Sandi Sorot Biaya Pendidikan untuk Rakyat Menengah Bawah

Sandiaga Salahuddin Uno pada dialog pendidikan di Mal FX Sudirman, Jakarta, Selasa 8 Januari.[IST]

POSBEKASI.COM | JAKARTA – Capres nomor urut 02, Sandiaga Salahuddin Uno, menyoroti tingginya biaya pendidikan di Tanah Air saat menghadiri dialog pendidikan di Mal FX Sudirman, Jakarta, Selasa 8 Januari.

Dalam dialog bertema ‘Dialog Pendidikan’ hadir Guru Besar Universitas Negeri Jakarta, Prof Arief Rahman dan politikus PAN Tubagus Dedy S Gumelar alias Miing. Hadir pula para guru Pendidikan Anak Usia Dini (PAUD) se-DKI Jakarta.
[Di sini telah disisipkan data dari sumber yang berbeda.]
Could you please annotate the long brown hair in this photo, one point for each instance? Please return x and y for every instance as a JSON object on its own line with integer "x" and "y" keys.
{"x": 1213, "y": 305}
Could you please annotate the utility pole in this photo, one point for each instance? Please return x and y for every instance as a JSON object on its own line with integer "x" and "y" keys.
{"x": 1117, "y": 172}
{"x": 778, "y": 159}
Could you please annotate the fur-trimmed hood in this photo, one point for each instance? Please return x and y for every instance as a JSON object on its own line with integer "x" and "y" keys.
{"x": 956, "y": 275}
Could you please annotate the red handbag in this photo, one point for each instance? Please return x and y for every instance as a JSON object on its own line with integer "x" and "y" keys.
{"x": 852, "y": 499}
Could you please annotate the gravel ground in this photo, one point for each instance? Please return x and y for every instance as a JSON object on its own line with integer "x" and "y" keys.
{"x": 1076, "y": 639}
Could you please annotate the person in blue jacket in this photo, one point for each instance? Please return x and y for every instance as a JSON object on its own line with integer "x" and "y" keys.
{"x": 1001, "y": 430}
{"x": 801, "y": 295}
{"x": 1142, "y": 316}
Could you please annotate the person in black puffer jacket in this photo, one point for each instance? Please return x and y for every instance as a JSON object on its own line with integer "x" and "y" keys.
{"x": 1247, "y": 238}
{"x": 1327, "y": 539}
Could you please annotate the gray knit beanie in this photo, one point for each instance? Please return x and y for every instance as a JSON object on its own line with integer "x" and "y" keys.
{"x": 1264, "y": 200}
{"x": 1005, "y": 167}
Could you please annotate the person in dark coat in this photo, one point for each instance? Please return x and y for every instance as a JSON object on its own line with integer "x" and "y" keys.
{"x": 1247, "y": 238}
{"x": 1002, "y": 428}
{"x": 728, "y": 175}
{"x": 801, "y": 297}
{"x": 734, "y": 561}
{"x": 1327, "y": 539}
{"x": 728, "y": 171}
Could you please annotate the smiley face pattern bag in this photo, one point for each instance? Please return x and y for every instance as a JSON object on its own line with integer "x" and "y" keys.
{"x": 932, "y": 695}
Menurut Sandi, imbas dari biaya pendidikan tinggi salah satunya yakni banyak masyarakat yang jenjang pendidikannya tidak sesuai dengan usia. Misalnya, anak usia 9 tahun yang seharusnya sudah duduk di kelas 3 SD, namun masih duduk di kelas 1 SD.

Contoh di atas, dalam bahas pendidikan disebut angka partisipasi murni (APM). Pengalaman Sandi sebagai Wagun DKI, APM di wilayah Jakarta Utara dan Kepulauan Seribu rendah.

KLIK : Serap Aspirasi Rakyat 1000 Titik, Sandi Lintasi 107.237 Km

“Salah satu PR (pekerjaan rumah) yang paling besar ya di Jakarta, khususnya wilayah Jakarta Utara dan Kepulauan Seribu itu APM-nya itu masih rendah dibandingkan dengan kota metropolis lainnya,” ujar Sandi.

Sandi juga mendengar keluhan dari para guru PAUD se-DKI. Para guru PAUD mengeluh soal kesejahteraan.

“Tadi banyak masukan juga berkaitan dengan guru PAUD, bagaimana kesejahteraan bisa kita tingkatkan. Untuk memberikan peningkatan kesejahteraan dan pemenuhan hak-hak bagi para guru-guru PAUD, dan juga beberapa rekan guru swasta yang mengingkan bahwa gap yang ada sekarang antara guru-guru swasta dan guru-guru ASN (PNS) itu bisa diperkecil ke depan,” papar Sandi.

Sandi menilai kesejahteraan guru PAUD merupakan suatu hal yang penting. Sebab, sambung Sandi, upaya mencerdaskan sebagaimana dalam UUD 1945 harus dimulai sejak usia dini.

“Dan perhatian kita agar tujuan mencerdaskan kehidupan bangsa ini betul-betul kita bisa realisasikan dan wujudkan tahun 2019 di bawah kepemimpinan Prabowo-Sandi,” ujar Sandi.[REL/POB]

Pin It

Comments are closed.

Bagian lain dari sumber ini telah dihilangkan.